A flock of kookaburra--aka The Laughing Jackass bird--can sound just about exactly like monkeys. The stereotype of monkeys: oo! oo! oo! ah! ah! ah! But when they all go together, the group energy of it ramps up & up just like a band of monkeys working themselves up to make a raid, a crowd about to turn mob, until I start to look around thinking maybe I should find shelter. Then the wave of it crests & falls & there's just this one bird: laughing at me for the thought.

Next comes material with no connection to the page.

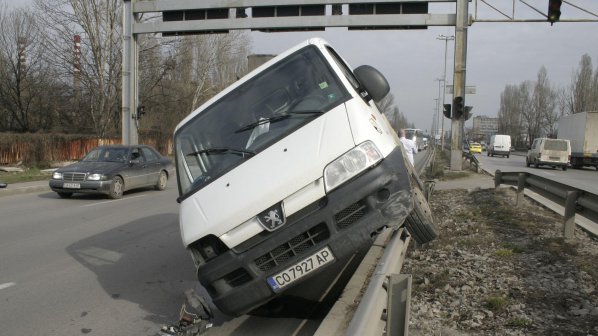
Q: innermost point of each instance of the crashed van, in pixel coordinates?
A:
(287, 171)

The truth is, there's almost nothing here in Sydney that's the same as it was in 1790, though it's been fun trying to read between the lines of the present day. I went to an art exhibit of early landscape paintings made in the earliest years of the colony. "Visions 1788" it was called. When I'm researching fiction, there's something much more satisfying about finding my source images in paintings, rather than in photographs, the latter being somehow too blatant & close. What's left is only available to imagination.
Similarly, there's something wonderful in realizing that the only authentic, unaltered voices that are still around from that period in history are the BIRDS.